By RIA Novosti
Belgrade : The nationalist Tomislav Nikolic appears to have won the first round of Serbia’s presidential elections, but will face a runoff, according to preliminary results in Sunday’s poll.
With 76% of votes counted, Nikolic leads with about 40% of the vote. The country’s current leader, President Boris Tadic, is in second place with just over 35%. The election commission said that final results were likely to remain largely unchanged.
To become president, a candidate needs to gain more than 50% of the vote. The second round of voting is scheduled for February 3.
Turnout was high, with over 60% of eligible voters casting their votes in the polls, which took place at a time of rising tension over the future of Serbia’s predominantly-Albanian breakaway province of Kosovo.
Both Tadic and Nikolic are opposed to Kosovo’s strive for independence, offering the region a broad autonomy within Serbia. Kosovo Albanian leaders, backed by the majority of Western nations, have pledged to declare independence in the near future.
Both frontrunners were upbeat about their chances of eventual victory in the polls.
“I am looking forward to the second round, and I am absolutely convinced of victory,” Tadic said, adding that, “I will not permit pessimism to rule Serbia again … I will not allow my opponent Tomislav Nikolic to be president. I will not allow us to return to the 1990s.”
A one-time ally of Slobodan Milosevic, the Serbian leader who led the country into war and international isolation, culminating in the NATO bombing of the country in 1999, Nikolic favors membership in the European Union for his country, but says ties with fellow Slavs and Orthodox believers in Russia are more important.
“Serbia has responded to our drive for change. We have created conditions for victory in the runoff,” said Nikolic, deputy head of the Radical Party.
Russia, which has threatened to block any UN Security Council resolution granting Kosovo sovereignty and has insisted on a further search for a compromise, welcomed the preliminary poll results.

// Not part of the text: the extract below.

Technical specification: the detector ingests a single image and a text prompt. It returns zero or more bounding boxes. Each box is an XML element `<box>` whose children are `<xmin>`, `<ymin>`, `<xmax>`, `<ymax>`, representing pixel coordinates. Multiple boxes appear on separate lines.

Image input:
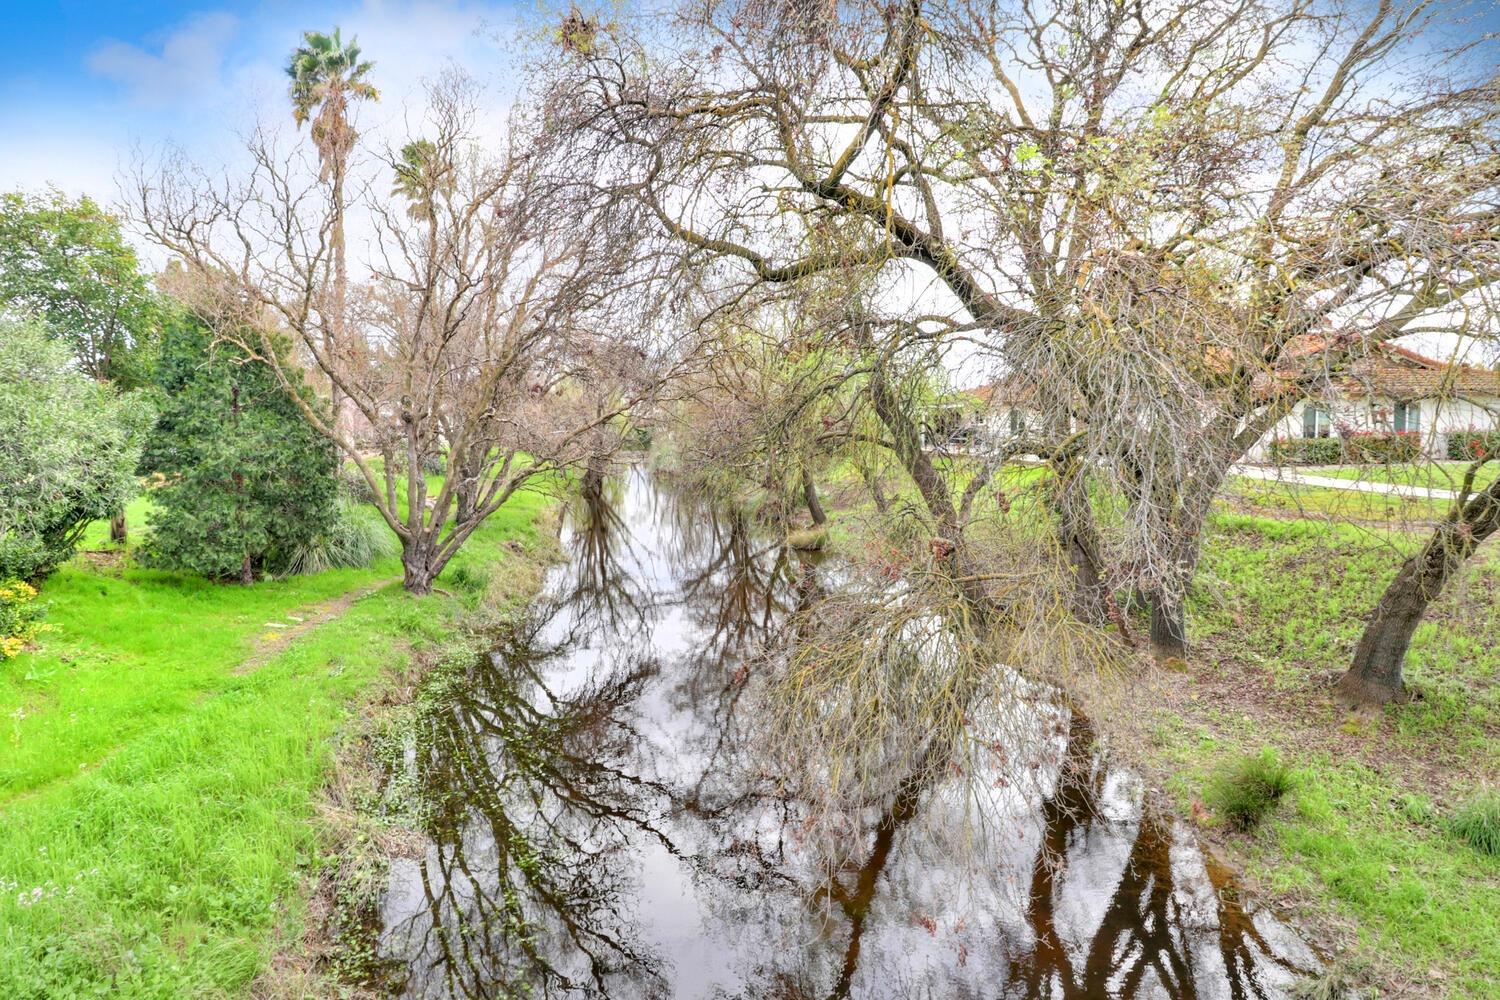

“The results of the first round of the elections reflect the Serbian people’s will,” Foreign Minister Sergei Lavrov said, adding that Moscow would now wait for the Serbian people’s ultimate decision in the runoff
As Serbia voted, an explosion went off in Kosovo’s capital, Pristina, in area where many diplomatic missions are located. Four people were reported to have been hospitalized with minor injuries, police said, adding that shooting was heard after the blast.
No foreign embassies were damaged in the explosion, police reported on Monday. No group has so far claimed responsibility.